Brennan is also a professor of art history and religious studies at Rice, and themes from her “day job” often intersect with her work in palliative care. In each field, she writes, she must answer the question: “How do we find language to describe states of being for which there is no language?” While Brennan bears witness to some of the most difficult moments of patients’ lives, “Life at the End of Life” takes a largely positive and affirming tone.

Many of the people she gets to know find peace as they approach death; some have profound epiphanies. But, Brennan notes, the process of dying — and people who are terminally ill — are often ignored in our society. “Just as the stories convey extreme wisdom and insight, they reflect the perspectives of people who … remain marginalized,” she writes. “Indeed, the end of life represents a monumental subject that, all too often, our culture cannot bring itself to look at.” This, she believes, represents a great loss for the living.


Mind the Gap

Mind the Gap: How the Jewish Writings Between the Old and New Testament Help Us Understand Jesus
by Matthias Henze
(Fortress Press, 2017)

To better understand what’s in the Bible, you need to read what’s not in it, according to Matthias Henze, the Isla Carroll and Percy E. Turner Professor of Biblical Studies at Rice. In “Mind the Gap,” Henze examines the Jewish texts written during the four-century period between the Old Testament and the New Testament. We talked to Henze about these forgotten Jewish books and why they matter.

Q. Isn’t the Bible already complete? What’s missing?

A. The Bible has only preserved some of the books that were in circulation in ancient Israel. There were many others. The Jewish community in Egypt, for example, had a different collection of venerated books than those of the Jewish community in Jerusalem. Meanwhile, the Qumran community, which left us the Dead Sea Scrolls, considered some books authoritative that were not venerated in Egypt
or in Jerusalem.
The libraries of ancient Israel were much larger and more diverse than our Bibles today.

Q. Why is it important to read the literature that got left out?

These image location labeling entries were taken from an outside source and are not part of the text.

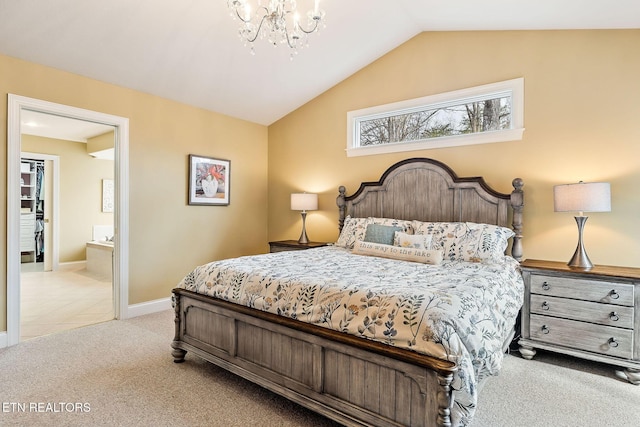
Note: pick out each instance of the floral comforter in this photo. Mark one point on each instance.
(458, 311)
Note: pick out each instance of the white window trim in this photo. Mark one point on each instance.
(514, 88)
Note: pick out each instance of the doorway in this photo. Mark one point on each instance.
(16, 106)
(73, 293)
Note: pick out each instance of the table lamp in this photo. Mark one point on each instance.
(304, 202)
(582, 197)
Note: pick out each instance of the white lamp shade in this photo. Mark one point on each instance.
(304, 202)
(582, 197)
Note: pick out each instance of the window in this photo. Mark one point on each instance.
(478, 115)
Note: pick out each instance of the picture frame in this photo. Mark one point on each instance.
(209, 180)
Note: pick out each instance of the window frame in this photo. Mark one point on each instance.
(513, 88)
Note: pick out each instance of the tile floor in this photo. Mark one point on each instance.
(61, 300)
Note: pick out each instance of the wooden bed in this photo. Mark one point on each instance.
(349, 379)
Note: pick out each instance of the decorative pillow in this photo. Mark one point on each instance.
(407, 226)
(353, 229)
(467, 241)
(378, 233)
(424, 256)
(416, 241)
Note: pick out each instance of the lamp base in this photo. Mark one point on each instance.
(303, 236)
(580, 259)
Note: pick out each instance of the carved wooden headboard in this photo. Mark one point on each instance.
(428, 190)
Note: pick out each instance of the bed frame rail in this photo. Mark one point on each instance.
(323, 370)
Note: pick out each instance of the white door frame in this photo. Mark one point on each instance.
(16, 104)
(55, 211)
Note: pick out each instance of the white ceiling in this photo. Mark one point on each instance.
(188, 50)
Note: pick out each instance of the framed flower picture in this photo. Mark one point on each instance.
(208, 180)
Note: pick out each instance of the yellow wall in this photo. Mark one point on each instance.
(167, 236)
(80, 192)
(100, 142)
(581, 119)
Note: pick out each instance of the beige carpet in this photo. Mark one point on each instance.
(121, 373)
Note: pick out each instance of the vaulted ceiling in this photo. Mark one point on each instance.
(189, 51)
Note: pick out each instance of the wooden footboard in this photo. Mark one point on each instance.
(354, 381)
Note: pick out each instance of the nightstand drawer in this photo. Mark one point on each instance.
(588, 290)
(607, 340)
(594, 312)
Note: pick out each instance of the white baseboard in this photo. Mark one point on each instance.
(134, 310)
(149, 307)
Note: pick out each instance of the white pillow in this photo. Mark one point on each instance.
(467, 241)
(354, 229)
(424, 256)
(416, 241)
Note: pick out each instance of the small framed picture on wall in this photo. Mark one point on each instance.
(208, 180)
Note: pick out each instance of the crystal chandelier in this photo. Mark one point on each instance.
(277, 21)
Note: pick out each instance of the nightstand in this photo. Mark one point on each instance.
(592, 314)
(293, 245)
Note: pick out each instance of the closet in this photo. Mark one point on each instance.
(31, 210)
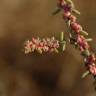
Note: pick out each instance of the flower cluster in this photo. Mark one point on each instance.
(41, 45)
(78, 35)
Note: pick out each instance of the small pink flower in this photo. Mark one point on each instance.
(42, 45)
(90, 59)
(92, 69)
(72, 18)
(66, 15)
(82, 43)
(76, 27)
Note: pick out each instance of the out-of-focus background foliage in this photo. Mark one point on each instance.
(47, 74)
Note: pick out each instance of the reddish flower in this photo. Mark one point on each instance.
(45, 45)
(72, 18)
(92, 69)
(90, 59)
(82, 42)
(76, 27)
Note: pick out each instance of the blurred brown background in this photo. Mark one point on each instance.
(41, 75)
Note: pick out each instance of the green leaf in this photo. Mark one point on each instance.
(85, 74)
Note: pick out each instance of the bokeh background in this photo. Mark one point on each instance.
(47, 74)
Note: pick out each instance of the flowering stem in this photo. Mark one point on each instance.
(78, 37)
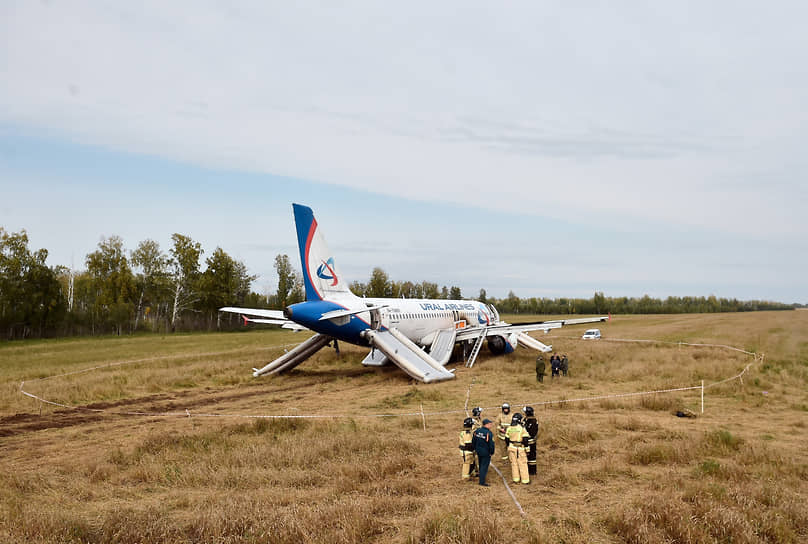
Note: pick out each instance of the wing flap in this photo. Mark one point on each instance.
(407, 356)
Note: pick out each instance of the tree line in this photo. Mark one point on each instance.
(121, 291)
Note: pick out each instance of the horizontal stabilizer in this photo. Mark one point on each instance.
(531, 342)
(294, 357)
(257, 312)
(407, 356)
(345, 313)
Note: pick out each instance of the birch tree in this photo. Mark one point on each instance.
(185, 255)
(153, 264)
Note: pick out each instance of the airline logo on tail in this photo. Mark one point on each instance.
(326, 271)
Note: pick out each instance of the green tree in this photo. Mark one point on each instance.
(31, 298)
(152, 281)
(113, 284)
(286, 279)
(185, 255)
(225, 282)
(483, 296)
(379, 284)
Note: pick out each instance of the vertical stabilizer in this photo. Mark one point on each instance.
(321, 277)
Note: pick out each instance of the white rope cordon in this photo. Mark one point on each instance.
(508, 488)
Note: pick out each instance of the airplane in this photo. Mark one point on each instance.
(417, 335)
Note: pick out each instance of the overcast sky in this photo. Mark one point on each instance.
(553, 150)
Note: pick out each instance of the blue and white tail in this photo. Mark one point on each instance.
(321, 277)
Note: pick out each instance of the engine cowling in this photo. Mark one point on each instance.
(499, 345)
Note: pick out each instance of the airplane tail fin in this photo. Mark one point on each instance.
(321, 277)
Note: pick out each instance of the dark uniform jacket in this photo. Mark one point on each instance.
(483, 441)
(532, 428)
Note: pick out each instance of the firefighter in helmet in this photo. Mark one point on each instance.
(517, 440)
(475, 415)
(466, 449)
(532, 427)
(503, 422)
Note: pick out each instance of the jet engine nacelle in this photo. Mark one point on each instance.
(498, 344)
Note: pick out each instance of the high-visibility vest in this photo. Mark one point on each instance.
(515, 433)
(465, 440)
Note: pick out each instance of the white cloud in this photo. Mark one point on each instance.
(686, 115)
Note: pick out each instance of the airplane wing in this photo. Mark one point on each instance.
(259, 315)
(502, 328)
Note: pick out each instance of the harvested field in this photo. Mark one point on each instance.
(162, 442)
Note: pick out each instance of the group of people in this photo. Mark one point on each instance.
(518, 433)
(559, 364)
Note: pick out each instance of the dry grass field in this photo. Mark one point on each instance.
(193, 468)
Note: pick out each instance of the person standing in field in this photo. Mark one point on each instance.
(475, 415)
(517, 451)
(483, 441)
(555, 365)
(540, 368)
(503, 422)
(532, 428)
(466, 448)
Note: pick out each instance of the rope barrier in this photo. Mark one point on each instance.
(510, 492)
(421, 413)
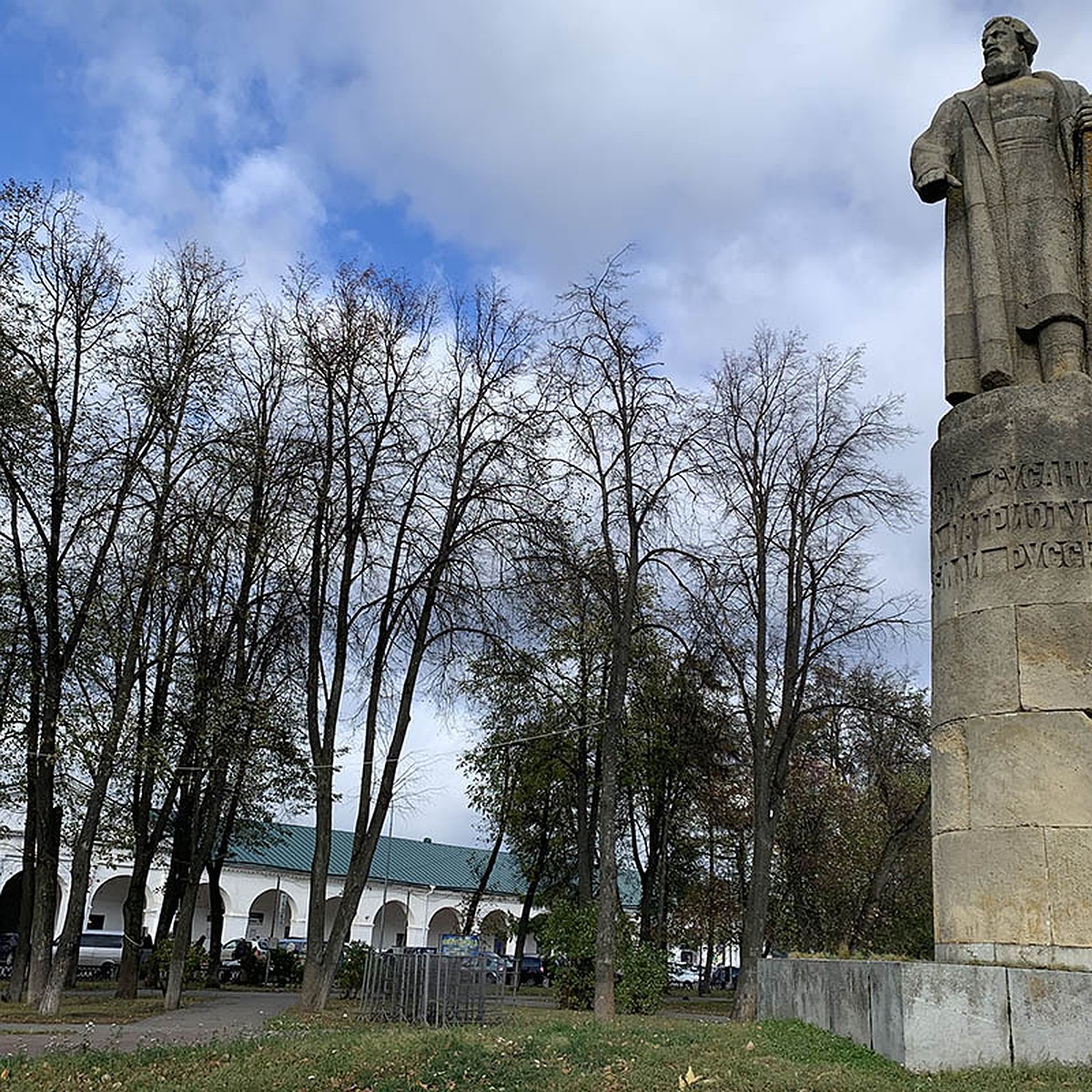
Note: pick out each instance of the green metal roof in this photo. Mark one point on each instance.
(288, 847)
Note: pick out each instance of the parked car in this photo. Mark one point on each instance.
(490, 965)
(101, 953)
(681, 976)
(724, 977)
(532, 970)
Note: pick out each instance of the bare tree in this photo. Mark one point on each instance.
(625, 451)
(440, 501)
(69, 463)
(792, 467)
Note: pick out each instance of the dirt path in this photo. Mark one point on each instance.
(207, 1016)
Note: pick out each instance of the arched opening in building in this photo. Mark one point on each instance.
(390, 926)
(11, 894)
(202, 915)
(106, 910)
(330, 912)
(492, 933)
(271, 916)
(445, 921)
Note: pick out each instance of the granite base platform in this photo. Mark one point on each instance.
(937, 1016)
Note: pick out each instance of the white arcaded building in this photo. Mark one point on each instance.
(416, 891)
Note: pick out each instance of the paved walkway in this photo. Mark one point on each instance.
(207, 1015)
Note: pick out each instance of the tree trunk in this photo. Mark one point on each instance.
(756, 915)
(484, 878)
(885, 866)
(45, 904)
(216, 923)
(21, 959)
(132, 915)
(606, 926)
(184, 926)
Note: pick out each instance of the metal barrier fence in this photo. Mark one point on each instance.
(424, 987)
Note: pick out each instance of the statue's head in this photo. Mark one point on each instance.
(1008, 45)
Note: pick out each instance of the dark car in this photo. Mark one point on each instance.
(532, 971)
(724, 977)
(9, 942)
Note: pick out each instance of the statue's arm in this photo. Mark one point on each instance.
(1082, 115)
(931, 158)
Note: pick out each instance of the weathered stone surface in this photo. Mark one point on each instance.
(1069, 862)
(1013, 676)
(975, 665)
(1051, 1016)
(1015, 301)
(1030, 769)
(950, 779)
(885, 1010)
(1055, 655)
(978, 953)
(932, 1016)
(955, 1016)
(1013, 500)
(991, 885)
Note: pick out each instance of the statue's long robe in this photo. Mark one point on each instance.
(1013, 243)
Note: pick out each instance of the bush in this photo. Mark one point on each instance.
(349, 976)
(157, 965)
(569, 933)
(643, 977)
(287, 967)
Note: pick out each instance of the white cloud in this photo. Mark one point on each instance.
(757, 156)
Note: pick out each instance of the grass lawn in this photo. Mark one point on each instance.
(528, 1052)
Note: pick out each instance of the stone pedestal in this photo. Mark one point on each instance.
(937, 1016)
(1013, 677)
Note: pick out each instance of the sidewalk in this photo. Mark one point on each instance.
(207, 1015)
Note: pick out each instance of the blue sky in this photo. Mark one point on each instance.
(753, 156)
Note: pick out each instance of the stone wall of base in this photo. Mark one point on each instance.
(937, 1016)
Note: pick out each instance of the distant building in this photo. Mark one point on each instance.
(416, 891)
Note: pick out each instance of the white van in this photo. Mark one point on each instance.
(101, 954)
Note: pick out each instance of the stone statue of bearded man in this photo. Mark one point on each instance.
(1007, 157)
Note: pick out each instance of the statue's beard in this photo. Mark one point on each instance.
(1004, 68)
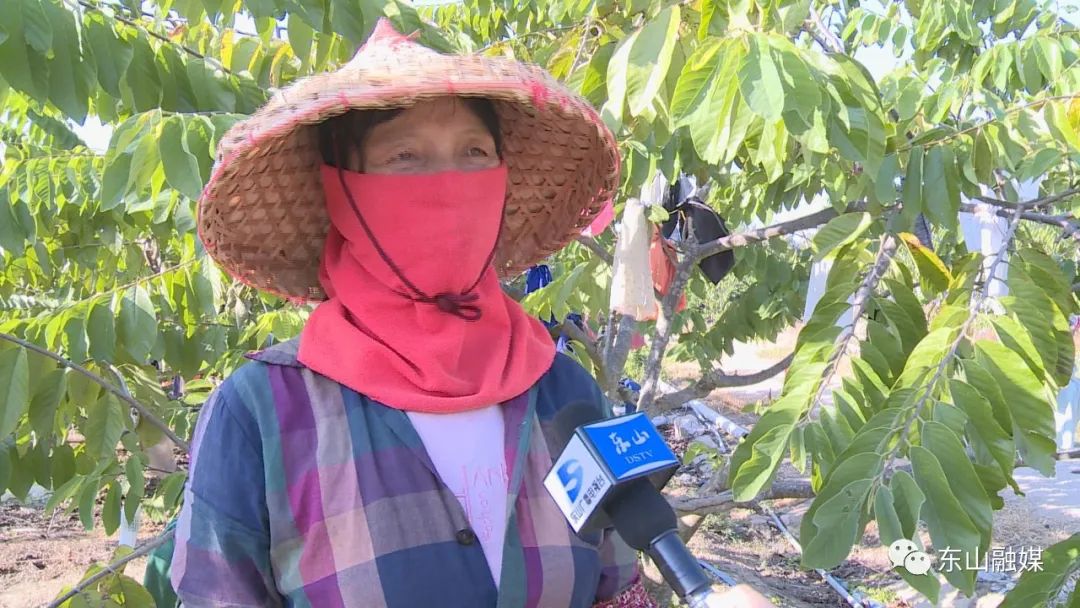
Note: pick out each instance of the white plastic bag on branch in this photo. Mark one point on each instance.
(632, 282)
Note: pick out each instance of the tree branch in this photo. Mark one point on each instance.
(615, 356)
(144, 410)
(112, 568)
(1034, 203)
(885, 255)
(663, 334)
(700, 252)
(577, 335)
(596, 248)
(718, 379)
(975, 304)
(976, 126)
(1070, 225)
(162, 38)
(835, 44)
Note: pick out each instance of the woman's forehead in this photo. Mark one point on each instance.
(444, 112)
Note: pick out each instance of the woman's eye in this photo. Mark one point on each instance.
(403, 156)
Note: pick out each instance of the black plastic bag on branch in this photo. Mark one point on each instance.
(689, 213)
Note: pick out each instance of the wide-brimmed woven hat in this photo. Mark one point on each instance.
(262, 214)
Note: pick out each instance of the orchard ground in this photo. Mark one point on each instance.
(41, 554)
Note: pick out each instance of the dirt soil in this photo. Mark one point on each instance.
(41, 555)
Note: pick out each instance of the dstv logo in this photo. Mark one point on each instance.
(571, 476)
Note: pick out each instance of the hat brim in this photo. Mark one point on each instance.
(262, 214)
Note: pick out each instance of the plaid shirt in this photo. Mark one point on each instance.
(305, 492)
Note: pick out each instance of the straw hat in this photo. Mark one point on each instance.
(262, 215)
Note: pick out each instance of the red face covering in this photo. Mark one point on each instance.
(416, 318)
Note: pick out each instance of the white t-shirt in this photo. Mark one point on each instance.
(468, 451)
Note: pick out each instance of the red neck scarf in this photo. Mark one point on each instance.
(415, 316)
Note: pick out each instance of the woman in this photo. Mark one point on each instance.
(394, 454)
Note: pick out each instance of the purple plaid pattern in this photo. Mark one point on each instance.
(304, 492)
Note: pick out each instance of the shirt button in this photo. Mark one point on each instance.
(467, 537)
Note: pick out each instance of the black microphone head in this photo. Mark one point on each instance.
(639, 513)
(567, 420)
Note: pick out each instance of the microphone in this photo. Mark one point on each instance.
(613, 468)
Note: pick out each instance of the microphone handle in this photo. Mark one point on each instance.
(679, 568)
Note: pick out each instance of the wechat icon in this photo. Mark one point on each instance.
(903, 553)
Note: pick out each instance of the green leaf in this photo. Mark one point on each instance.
(127, 591)
(1031, 410)
(181, 169)
(172, 487)
(82, 391)
(908, 500)
(138, 324)
(75, 337)
(88, 494)
(650, 57)
(885, 512)
(994, 437)
(1040, 586)
(836, 512)
(140, 79)
(759, 80)
(115, 181)
(46, 400)
(1016, 338)
(617, 72)
(801, 91)
(145, 160)
(62, 465)
(697, 80)
(106, 420)
(1060, 125)
(840, 515)
(38, 29)
(1049, 55)
(932, 270)
(110, 512)
(102, 330)
(885, 185)
(5, 467)
(937, 190)
(904, 296)
(888, 345)
(950, 527)
(64, 492)
(299, 37)
(14, 389)
(755, 460)
(111, 54)
(839, 231)
(133, 469)
(718, 124)
(963, 482)
(198, 137)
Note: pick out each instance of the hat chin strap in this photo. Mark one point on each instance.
(461, 305)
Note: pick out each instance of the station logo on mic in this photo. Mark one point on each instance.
(603, 455)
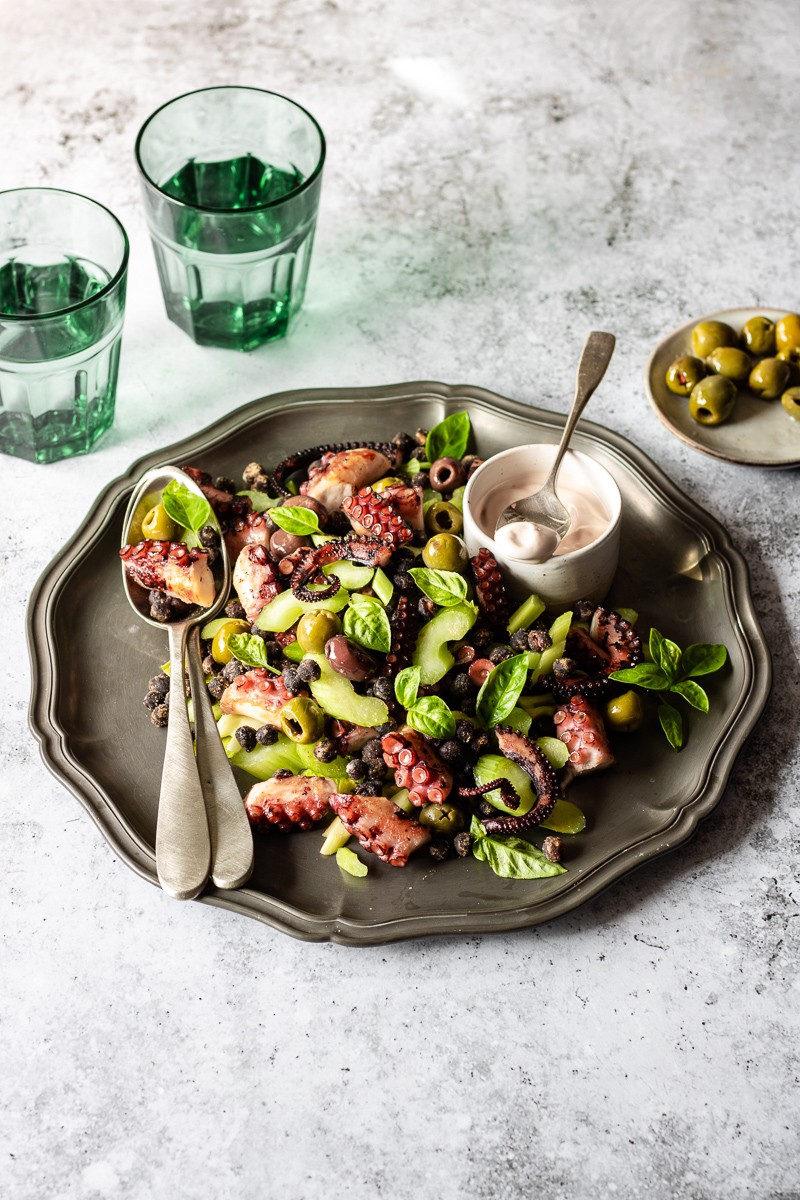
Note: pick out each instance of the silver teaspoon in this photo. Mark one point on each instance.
(190, 843)
(543, 510)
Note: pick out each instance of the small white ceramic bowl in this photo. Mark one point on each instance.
(583, 574)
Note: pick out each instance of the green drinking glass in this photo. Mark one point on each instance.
(62, 273)
(232, 179)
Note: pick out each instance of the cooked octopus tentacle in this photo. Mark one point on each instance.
(525, 754)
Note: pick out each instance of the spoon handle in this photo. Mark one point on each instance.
(595, 357)
(232, 840)
(182, 843)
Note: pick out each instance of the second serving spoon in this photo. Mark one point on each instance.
(202, 827)
(546, 517)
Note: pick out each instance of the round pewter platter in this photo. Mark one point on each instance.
(758, 433)
(91, 660)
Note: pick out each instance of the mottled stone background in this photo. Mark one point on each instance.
(500, 178)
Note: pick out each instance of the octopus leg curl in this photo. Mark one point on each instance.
(525, 754)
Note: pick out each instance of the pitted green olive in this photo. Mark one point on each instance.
(158, 526)
(769, 378)
(684, 373)
(441, 819)
(710, 334)
(731, 363)
(711, 401)
(302, 720)
(625, 713)
(220, 649)
(758, 335)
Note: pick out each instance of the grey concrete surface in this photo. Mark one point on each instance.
(500, 178)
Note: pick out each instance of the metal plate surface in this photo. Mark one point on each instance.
(759, 432)
(91, 659)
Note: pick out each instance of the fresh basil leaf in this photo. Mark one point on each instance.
(445, 588)
(500, 690)
(367, 624)
(654, 646)
(449, 438)
(645, 675)
(692, 694)
(295, 519)
(669, 660)
(672, 724)
(703, 658)
(348, 861)
(185, 508)
(432, 717)
(407, 685)
(251, 651)
(260, 501)
(512, 858)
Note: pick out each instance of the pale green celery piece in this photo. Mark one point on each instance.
(284, 610)
(294, 652)
(527, 613)
(352, 575)
(558, 631)
(337, 696)
(431, 653)
(519, 720)
(383, 586)
(336, 837)
(348, 861)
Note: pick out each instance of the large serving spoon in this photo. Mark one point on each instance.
(543, 511)
(202, 826)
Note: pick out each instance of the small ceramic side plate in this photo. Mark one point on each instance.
(759, 433)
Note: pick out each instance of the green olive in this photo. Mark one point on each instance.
(769, 378)
(758, 335)
(441, 516)
(158, 525)
(684, 373)
(220, 648)
(314, 629)
(441, 819)
(625, 713)
(710, 334)
(787, 331)
(711, 401)
(386, 481)
(791, 401)
(302, 720)
(445, 552)
(731, 363)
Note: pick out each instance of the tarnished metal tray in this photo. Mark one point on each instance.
(91, 659)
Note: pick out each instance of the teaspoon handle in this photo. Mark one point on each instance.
(232, 840)
(595, 357)
(182, 841)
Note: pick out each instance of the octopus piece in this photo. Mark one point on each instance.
(581, 729)
(525, 754)
(250, 529)
(371, 514)
(294, 802)
(172, 568)
(259, 695)
(416, 766)
(341, 474)
(365, 551)
(489, 588)
(404, 624)
(256, 580)
(611, 643)
(380, 827)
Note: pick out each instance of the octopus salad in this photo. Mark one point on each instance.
(373, 678)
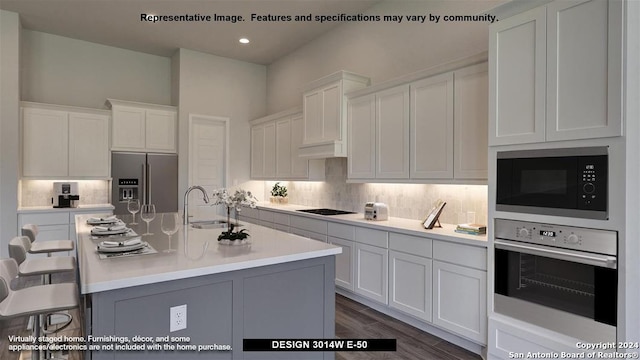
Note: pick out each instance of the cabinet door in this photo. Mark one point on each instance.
(371, 272)
(270, 150)
(257, 151)
(332, 112)
(88, 145)
(283, 148)
(361, 115)
(160, 130)
(410, 284)
(470, 122)
(45, 141)
(392, 133)
(460, 300)
(517, 61)
(344, 262)
(312, 117)
(128, 128)
(431, 127)
(583, 69)
(299, 165)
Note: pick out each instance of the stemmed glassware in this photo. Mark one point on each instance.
(169, 225)
(133, 205)
(148, 213)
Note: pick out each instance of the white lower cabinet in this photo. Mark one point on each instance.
(344, 262)
(460, 300)
(371, 272)
(410, 284)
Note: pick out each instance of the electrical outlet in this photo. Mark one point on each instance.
(177, 318)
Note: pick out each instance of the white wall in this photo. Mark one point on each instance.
(217, 86)
(9, 113)
(379, 50)
(65, 71)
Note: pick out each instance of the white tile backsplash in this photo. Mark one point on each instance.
(410, 201)
(40, 192)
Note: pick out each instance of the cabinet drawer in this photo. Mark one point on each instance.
(342, 231)
(304, 223)
(265, 215)
(250, 213)
(61, 218)
(282, 219)
(372, 237)
(309, 234)
(470, 256)
(414, 245)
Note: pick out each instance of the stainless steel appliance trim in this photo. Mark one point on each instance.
(563, 322)
(585, 214)
(563, 254)
(536, 153)
(144, 184)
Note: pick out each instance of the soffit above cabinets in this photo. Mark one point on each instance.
(118, 23)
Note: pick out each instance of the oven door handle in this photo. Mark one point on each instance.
(568, 255)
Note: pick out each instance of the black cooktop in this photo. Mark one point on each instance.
(327, 212)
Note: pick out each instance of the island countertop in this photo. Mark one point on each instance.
(197, 253)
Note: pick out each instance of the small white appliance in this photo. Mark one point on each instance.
(65, 194)
(376, 211)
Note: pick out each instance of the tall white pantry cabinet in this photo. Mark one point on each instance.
(556, 73)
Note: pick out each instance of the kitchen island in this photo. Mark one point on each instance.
(278, 286)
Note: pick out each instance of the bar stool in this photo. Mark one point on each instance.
(44, 247)
(33, 301)
(18, 247)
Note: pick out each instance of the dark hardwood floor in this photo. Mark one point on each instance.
(356, 321)
(353, 321)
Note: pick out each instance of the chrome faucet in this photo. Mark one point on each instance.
(185, 210)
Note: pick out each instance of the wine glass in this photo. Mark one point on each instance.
(133, 205)
(169, 225)
(147, 214)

A. Like any other religion, the religion of ancient Israel changed over time. Jesus lived in the first century CE, but the last books of the Old Testament were written in the fourth century BCE — that’s a gap of almost half a millennium. Israel’s religion went through some dramatic changes during those years. Imagine you’re hosting a visitor who knows nothing about the United States. She marvels at the culture and the technology, our high-rises and our ethnic diversity. To help her understand it, would you tell her, “Just read the Constitution, and everything will be clear”? That’s the modern equivalent of trying to explain Jesus’ Judaism by reading the Old Testament. The Jewish world of the New Testament would be unrecognizable if all you knew was the Old Testament.

Q. Can you give some examples of what changed during the gap years?

A. Luke wrote in his Gospel that on the Sabbath day, Jesus went to the synagogue, “as was his custom.” There are no synagogues in the Old Testament. Jesus’ disciples call him “rabbi.” There are no rabbis in the Old Testament. Jesus debates with the Pharisees. There are no Pharisees in the Old Testament. These are just some of the religious institutions that were unknown at the time of the Old Testament that came into existence during the gap years, and that are simply taken for granted in the New Testament.

Q. What are we missing when we study the Bible without this context?

A. Most Christians today know very little about the Jewish world of the New Testament. This has led some to make exaggerated claims about the originality of Jesus. That’s the sad part — the long history of antagonism between Christians and Jews, much of which stems from the erroneous belief that Christianity has somehow replaced Judaism. Reading the ancient Jewish texts outside the Bible helps to correct this misperception and to understand Jesus within his proper Jewish context.